CARIBBEAN nations such as the Bahamas are moving to increasetheir share of the $40-$60 billion global health and wellness market, the region’s Spa Association leading the push by aiming to increase the sector’s visitor arrivals and revenues by as much as 10 per cent by 2015.
The Caribbean Spa and Wellness Association (C-SWA), supported by the Caribbean Export Development Agency (Caribbean Export), recently launched its new website, marking the beginning of their plan make the Caribbean a leading spa destination by 2015.
The proposed web portal will assist Caribbean Export and C-SWA in virtually promoting the region as a health and wellness destination.
The global health and wellness industry is a $40 billion international market, growing at 30 per cent per year, according to a Commonwealth Secretariat study, which also estimated the Caribbean’s potential for generating export earnings from this sector at $175 million.
C-SWA chairman, Steve Andrews, said the sector had “tremendous potential”, and suggested that the global economic crisis was leading to “more and more stressed out people” looking for the tranquility found at spas.
He added that the time taken to reach Thailand, a leading spa destination, from North America can take as much as 18 hours, yet their health and wellness sector had grown by 12 percent.
In his view the Caribbean had the potential to divert some of the traffic that is going to destinations like Thailand because “if you are stressed out, you are not going to want to sit on a plane for 18 hours”.
During a regional symposium last year, Mr Andrews noted that the global spa and wellness market was the fourth largest leisure sector globally, and had seen rapid growth of 20-30 per cent annually since the 1980’s.
During his presentation, Mr Andrews noted that development of the sector could position the Caribbean as a competitive market segment in travel and leisure.
Spa and wellness tourism provides customers with another valid reason to visit the Caribbean, Mr Andrews said, with the region’s largest markets - the US and the UK- becoming more spa conscious and searching for ways to a healthier lifestyle
Mr Andrews said the Caribbean’s strengths include natural beauty, good infrastructure, climate, geographic position, rich cultural heritage, a vibrant tourism industry and strong, world-class players.
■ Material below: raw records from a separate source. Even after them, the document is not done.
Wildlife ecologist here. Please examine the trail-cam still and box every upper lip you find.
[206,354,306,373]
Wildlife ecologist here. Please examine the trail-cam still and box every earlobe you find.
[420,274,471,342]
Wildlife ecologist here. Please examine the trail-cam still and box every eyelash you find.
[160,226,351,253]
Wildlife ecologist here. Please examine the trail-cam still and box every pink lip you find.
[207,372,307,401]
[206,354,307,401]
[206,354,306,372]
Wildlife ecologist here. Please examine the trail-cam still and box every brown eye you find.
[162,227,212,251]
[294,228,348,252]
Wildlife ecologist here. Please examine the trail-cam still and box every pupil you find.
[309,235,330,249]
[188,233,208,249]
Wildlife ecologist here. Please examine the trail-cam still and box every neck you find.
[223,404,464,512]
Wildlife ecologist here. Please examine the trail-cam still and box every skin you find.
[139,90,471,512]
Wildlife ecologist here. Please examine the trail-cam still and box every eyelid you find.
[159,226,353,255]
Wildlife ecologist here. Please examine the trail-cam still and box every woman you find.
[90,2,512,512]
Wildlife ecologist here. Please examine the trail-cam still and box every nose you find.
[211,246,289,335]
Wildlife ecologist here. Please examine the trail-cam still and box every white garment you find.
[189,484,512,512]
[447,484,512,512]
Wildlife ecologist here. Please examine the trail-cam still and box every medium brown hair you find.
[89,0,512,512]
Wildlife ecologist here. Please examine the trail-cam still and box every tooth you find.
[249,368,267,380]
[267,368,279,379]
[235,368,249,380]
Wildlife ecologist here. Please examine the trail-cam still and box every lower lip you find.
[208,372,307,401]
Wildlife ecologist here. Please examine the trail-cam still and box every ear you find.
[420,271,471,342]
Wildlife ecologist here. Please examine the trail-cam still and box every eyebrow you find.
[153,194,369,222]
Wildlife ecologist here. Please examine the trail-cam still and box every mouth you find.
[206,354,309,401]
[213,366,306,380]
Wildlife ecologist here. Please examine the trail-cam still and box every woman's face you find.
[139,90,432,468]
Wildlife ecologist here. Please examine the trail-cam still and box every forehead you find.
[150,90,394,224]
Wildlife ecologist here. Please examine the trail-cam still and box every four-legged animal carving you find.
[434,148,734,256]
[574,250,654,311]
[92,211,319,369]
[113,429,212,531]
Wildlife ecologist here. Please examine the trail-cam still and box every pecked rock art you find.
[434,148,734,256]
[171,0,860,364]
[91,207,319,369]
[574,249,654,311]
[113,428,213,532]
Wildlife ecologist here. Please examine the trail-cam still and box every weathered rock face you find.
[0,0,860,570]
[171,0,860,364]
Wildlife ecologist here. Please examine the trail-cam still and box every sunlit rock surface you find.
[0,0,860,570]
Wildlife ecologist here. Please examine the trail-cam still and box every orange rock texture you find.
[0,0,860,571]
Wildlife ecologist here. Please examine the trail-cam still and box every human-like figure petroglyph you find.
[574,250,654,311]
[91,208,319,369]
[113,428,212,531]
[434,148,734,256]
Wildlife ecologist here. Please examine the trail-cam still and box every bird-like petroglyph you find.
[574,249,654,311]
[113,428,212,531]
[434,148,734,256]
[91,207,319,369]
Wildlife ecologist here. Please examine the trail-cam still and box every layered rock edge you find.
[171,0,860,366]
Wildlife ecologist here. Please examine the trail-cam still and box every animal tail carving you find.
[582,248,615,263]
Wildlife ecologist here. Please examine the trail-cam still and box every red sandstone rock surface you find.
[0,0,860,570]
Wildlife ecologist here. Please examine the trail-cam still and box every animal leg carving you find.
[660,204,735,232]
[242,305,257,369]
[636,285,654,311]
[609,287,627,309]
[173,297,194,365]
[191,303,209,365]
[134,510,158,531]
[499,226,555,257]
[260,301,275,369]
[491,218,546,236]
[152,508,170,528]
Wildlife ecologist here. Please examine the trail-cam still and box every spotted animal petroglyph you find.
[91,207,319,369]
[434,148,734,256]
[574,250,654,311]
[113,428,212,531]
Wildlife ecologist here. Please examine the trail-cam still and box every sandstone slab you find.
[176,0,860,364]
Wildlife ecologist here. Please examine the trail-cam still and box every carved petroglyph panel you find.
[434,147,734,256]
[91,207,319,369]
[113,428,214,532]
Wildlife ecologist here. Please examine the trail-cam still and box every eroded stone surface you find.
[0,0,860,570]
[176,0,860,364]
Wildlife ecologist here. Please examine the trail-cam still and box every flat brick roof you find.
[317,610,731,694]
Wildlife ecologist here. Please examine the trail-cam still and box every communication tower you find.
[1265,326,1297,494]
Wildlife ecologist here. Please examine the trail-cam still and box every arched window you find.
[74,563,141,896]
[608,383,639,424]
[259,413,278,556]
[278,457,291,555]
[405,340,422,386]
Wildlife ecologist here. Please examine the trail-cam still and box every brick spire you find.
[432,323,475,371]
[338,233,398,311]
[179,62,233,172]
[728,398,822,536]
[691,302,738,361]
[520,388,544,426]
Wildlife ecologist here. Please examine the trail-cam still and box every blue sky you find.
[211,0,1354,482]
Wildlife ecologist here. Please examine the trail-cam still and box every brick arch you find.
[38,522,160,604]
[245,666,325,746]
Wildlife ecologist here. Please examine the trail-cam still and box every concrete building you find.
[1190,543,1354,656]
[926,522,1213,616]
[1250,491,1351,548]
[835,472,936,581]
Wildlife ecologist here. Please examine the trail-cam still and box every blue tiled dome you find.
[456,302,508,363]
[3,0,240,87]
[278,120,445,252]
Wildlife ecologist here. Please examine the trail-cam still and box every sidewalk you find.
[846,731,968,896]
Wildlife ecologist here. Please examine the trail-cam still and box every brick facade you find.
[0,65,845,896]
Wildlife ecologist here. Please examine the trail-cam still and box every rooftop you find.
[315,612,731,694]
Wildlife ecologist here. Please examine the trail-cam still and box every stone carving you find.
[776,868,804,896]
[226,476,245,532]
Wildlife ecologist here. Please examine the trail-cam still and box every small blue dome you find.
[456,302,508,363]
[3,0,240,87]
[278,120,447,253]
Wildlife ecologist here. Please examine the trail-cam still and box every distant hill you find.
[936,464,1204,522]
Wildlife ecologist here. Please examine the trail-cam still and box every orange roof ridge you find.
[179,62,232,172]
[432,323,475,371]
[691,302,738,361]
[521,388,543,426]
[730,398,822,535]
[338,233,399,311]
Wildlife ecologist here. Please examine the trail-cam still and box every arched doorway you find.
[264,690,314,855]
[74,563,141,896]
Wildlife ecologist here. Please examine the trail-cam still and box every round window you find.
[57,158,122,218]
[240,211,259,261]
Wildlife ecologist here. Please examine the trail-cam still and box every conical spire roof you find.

According to Mr Andrews, in the Caribbean’s spa and wellness sector, 31 per cent of the spas are day spas; 26 are resort spas; 24 per cent independent message therapists; and 15 per cent alternative medicine.
The C-SWA’s three year plan for the Caribbean Spa & Wellness Sector includes the organisation’s development and strengthening; implementation of internationally accepted standards, certification and training; as well as the development of a Caribbean brand.